Hunts may be forced to review charges for handling fallen stock in 2011 as rendering plants and collectors increase prices.
Many hunts provide a service to farmers, putting down stock or collecting dead animals and horses for a small fee, and much of the meat is used to feed the hounds.
But the remainder is sent to rendering plants.
One plant in the south-west — PDM — has raised its prices by £30 a tonne to cover fuel increases and environmental charges, and hunts fear other companies will follow suit around Britain.
The Masters of Foxhounds Association director Alastair Jackson said: “The increasing costs of disposal means that it would probably be cheaper to feed hounds on standard pet food rather than flesh from fallen stock, but hunts provide a service to farmers and horse owners and no one wants that to change.”

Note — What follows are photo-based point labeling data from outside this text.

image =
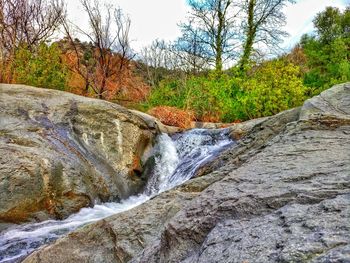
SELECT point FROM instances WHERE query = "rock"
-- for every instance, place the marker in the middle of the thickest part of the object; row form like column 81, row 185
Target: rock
column 154, row 122
column 281, row 194
column 61, row 152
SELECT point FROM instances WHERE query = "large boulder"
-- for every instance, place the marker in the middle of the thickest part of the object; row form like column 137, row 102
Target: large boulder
column 281, row 194
column 60, row 152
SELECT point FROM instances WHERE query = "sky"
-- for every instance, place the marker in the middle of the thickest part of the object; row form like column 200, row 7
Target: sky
column 152, row 19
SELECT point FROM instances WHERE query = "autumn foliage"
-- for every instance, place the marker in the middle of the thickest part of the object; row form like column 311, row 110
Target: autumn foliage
column 172, row 116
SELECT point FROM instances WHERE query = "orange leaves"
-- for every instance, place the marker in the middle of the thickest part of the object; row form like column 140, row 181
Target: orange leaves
column 173, row 116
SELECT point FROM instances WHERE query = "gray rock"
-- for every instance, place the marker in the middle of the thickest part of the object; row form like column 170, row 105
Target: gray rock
column 61, row 152
column 282, row 194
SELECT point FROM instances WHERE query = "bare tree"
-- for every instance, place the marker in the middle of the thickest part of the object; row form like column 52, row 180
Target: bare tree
column 26, row 22
column 262, row 24
column 110, row 46
column 211, row 28
column 159, row 60
column 190, row 50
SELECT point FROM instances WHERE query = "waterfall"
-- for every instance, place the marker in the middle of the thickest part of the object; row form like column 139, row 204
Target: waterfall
column 176, row 159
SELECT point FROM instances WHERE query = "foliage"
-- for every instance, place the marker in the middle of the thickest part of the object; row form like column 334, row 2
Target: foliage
column 268, row 89
column 40, row 68
column 172, row 116
column 208, row 97
column 328, row 51
column 273, row 87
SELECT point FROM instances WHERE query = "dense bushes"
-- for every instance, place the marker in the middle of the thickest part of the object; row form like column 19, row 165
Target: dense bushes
column 318, row 62
column 328, row 51
column 274, row 86
column 268, row 89
column 41, row 67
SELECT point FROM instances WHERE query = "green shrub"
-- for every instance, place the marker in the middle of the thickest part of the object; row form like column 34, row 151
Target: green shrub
column 273, row 87
column 41, row 67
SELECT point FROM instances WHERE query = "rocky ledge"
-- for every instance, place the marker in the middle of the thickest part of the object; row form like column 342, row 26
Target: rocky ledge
column 61, row 152
column 281, row 194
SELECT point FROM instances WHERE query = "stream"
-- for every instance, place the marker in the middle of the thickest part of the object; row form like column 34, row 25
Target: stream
column 177, row 158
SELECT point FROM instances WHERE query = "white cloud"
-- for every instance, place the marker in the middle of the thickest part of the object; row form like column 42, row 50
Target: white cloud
column 301, row 14
column 152, row 19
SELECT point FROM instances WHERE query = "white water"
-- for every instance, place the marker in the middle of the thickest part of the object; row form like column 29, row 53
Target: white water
column 176, row 161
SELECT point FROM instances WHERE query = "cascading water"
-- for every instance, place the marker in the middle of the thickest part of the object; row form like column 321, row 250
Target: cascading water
column 176, row 161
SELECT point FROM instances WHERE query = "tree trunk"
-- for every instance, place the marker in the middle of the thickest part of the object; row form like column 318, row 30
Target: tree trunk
column 250, row 36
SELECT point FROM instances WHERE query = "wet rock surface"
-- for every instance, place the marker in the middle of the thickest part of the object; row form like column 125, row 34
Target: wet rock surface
column 281, row 194
column 61, row 152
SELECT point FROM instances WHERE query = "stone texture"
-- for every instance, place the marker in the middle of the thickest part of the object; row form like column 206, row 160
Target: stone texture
column 282, row 194
column 61, row 152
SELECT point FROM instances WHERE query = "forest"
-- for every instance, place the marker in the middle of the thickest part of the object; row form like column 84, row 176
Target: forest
column 227, row 66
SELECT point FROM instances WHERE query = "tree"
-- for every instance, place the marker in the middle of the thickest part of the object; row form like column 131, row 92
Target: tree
column 210, row 33
column 25, row 23
column 275, row 86
column 190, row 50
column 109, row 53
column 327, row 51
column 262, row 23
column 41, row 68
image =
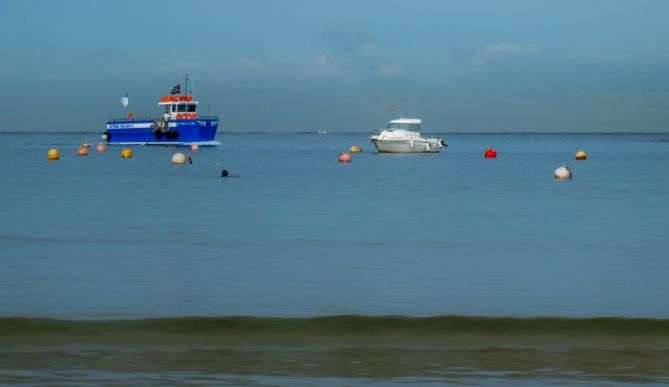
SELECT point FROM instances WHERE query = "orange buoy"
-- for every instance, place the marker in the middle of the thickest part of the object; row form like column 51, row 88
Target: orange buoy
column 344, row 157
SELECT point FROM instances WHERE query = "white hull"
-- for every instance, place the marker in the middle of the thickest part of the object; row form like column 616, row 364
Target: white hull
column 408, row 146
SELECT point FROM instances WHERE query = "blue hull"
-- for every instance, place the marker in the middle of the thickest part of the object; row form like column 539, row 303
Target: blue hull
column 180, row 132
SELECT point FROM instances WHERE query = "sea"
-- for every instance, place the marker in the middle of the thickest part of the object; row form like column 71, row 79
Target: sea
column 296, row 269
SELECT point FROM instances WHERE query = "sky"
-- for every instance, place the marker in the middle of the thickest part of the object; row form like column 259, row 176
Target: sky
column 341, row 65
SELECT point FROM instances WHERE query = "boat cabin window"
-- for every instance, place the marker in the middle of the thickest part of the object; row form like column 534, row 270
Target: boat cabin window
column 190, row 108
column 411, row 127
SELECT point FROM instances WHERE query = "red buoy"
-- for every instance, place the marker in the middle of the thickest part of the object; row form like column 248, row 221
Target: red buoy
column 344, row 157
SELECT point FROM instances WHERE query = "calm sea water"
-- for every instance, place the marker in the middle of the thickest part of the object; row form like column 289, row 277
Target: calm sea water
column 294, row 233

The Wiltshire-based Avon Vale hunt sends its waste to JL Thomas of Exeter — part of the PDM Group.
Kennel huntsman Nick Bycroft said: “We produce between three and four tonnes of animal waste per week — that’s an extra £400 each month.”
Derbyshire’s Barlow hunt reviews its fallen stock charges every six months.

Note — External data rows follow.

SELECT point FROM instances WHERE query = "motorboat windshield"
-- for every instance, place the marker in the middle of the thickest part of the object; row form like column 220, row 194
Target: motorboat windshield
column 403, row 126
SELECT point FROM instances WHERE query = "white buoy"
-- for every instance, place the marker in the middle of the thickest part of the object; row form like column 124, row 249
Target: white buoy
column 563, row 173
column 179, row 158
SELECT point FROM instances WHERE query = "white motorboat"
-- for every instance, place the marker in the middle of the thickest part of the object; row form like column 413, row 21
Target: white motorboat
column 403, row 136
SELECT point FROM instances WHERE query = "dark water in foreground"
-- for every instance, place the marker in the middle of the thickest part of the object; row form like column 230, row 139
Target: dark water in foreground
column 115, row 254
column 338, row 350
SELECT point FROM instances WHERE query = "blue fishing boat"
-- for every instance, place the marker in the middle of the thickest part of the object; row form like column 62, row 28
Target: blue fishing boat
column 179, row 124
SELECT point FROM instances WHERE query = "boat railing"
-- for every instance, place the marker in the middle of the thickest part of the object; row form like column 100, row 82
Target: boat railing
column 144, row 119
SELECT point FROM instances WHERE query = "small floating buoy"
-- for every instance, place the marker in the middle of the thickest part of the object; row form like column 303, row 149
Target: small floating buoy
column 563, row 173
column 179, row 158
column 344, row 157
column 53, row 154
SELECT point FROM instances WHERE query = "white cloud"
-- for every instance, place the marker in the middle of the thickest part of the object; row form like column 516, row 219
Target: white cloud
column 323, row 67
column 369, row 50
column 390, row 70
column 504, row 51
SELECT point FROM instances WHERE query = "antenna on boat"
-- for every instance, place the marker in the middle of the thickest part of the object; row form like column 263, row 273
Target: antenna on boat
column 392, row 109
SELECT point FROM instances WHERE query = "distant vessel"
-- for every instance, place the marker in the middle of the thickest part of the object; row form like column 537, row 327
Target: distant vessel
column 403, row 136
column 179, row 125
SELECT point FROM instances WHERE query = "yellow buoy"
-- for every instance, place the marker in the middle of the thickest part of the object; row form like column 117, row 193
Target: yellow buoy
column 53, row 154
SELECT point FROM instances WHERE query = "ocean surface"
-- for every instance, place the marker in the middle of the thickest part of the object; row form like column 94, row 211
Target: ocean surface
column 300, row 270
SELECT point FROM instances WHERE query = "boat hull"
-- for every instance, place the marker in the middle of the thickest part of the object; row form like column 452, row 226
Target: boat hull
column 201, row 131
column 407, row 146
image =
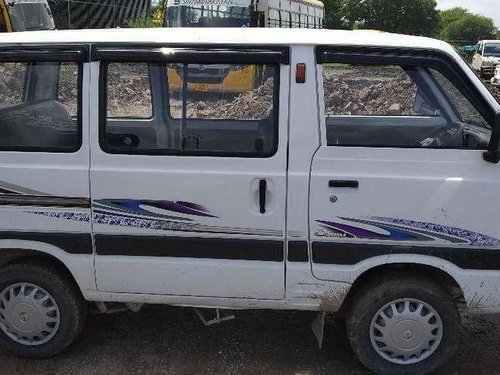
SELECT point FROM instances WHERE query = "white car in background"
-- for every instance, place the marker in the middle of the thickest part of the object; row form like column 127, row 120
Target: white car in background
column 496, row 77
column 486, row 58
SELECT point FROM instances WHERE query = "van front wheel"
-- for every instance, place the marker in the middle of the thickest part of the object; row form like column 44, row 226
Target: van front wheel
column 41, row 311
column 403, row 325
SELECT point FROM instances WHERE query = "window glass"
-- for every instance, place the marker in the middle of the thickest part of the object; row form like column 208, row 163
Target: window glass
column 398, row 106
column 68, row 88
column 3, row 25
column 38, row 107
column 12, row 76
column 211, row 109
column 368, row 90
column 467, row 112
column 129, row 93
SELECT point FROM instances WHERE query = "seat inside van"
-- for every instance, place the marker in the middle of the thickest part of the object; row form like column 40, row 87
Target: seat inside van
column 37, row 123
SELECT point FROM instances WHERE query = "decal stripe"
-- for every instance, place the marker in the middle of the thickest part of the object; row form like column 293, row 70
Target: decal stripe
column 189, row 247
column 72, row 243
column 352, row 253
column 43, row 201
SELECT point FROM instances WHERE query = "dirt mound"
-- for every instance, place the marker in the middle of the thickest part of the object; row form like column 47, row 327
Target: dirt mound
column 252, row 105
column 496, row 93
column 352, row 95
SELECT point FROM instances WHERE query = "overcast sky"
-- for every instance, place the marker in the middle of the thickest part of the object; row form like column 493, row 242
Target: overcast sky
column 489, row 8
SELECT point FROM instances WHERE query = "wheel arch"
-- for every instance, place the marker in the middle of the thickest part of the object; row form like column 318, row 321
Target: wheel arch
column 438, row 275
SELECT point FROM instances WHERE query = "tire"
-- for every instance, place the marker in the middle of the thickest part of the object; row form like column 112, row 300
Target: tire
column 56, row 313
column 368, row 342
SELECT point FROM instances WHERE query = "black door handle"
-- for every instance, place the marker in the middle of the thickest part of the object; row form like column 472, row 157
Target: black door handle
column 262, row 196
column 344, row 183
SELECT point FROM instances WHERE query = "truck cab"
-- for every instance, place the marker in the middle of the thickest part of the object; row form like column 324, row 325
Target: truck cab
column 22, row 15
column 358, row 176
column 486, row 58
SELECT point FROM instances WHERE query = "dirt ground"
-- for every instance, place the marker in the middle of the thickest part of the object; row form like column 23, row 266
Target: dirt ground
column 166, row 340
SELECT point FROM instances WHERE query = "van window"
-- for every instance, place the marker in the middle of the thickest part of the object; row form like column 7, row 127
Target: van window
column 212, row 109
column 398, row 106
column 129, row 91
column 39, row 107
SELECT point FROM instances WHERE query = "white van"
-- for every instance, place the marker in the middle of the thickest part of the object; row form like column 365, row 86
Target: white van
column 358, row 175
column 486, row 58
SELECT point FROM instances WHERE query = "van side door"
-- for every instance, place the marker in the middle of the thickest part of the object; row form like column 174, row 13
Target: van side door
column 401, row 170
column 44, row 156
column 189, row 171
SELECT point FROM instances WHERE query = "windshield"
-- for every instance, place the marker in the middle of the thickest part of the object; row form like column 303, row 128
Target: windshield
column 32, row 15
column 492, row 50
column 207, row 13
column 208, row 16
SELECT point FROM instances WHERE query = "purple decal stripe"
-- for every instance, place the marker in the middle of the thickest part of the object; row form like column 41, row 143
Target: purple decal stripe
column 473, row 238
column 351, row 230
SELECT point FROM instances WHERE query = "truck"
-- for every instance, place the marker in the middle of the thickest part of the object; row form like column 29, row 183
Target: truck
column 25, row 15
column 486, row 58
column 315, row 190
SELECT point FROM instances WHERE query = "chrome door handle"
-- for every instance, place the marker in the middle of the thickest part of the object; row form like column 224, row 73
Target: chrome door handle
column 344, row 183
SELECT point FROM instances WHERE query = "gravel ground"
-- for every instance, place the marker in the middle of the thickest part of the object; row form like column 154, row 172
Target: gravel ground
column 166, row 340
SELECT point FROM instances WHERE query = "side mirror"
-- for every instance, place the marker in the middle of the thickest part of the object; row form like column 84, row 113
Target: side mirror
column 422, row 106
column 493, row 153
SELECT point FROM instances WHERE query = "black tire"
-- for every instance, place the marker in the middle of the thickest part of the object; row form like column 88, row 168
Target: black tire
column 384, row 290
column 72, row 307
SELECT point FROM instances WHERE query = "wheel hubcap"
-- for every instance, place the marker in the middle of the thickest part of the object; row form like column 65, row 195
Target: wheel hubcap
column 29, row 315
column 406, row 331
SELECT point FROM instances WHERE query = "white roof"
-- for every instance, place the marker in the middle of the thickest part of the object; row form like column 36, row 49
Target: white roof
column 258, row 36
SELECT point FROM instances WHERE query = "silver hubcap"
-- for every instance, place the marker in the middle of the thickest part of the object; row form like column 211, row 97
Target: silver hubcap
column 406, row 331
column 28, row 314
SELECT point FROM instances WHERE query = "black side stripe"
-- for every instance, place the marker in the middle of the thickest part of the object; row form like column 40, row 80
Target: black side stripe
column 351, row 254
column 189, row 247
column 298, row 251
column 43, row 201
column 72, row 243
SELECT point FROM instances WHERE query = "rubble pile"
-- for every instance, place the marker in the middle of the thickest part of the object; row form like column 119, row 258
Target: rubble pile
column 11, row 83
column 252, row 105
column 496, row 93
column 129, row 91
column 352, row 94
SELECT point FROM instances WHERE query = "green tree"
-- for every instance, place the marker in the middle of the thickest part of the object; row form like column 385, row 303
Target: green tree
column 154, row 20
column 334, row 14
column 416, row 17
column 462, row 27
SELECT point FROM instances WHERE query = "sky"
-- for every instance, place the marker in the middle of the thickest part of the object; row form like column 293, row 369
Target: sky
column 488, row 8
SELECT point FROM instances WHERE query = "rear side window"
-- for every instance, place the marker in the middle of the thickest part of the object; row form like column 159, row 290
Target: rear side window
column 191, row 109
column 39, row 106
column 399, row 106
column 129, row 91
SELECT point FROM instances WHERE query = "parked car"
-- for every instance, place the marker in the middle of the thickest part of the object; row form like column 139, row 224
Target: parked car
column 486, row 58
column 359, row 175
column 496, row 77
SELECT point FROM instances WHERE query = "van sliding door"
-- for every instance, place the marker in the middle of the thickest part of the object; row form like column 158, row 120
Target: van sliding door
column 189, row 181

Chairman Fraser Wakerley said: “Cost increases are inevitable, but we will try to keep these to a minimum.”
And Somerset-based Mendip Farmers’ huntsman Richard Standing estimates he is spending an extra 50% on waste disposal this season.
Collection charges by the National Fallen Stock Company (NFSCo) — of which hunt kennels account for 5.7% of registered collectors — will also be reviewed next year.
A spokesman for the PDM Group said: “Energy costs have forced us to review our charges.”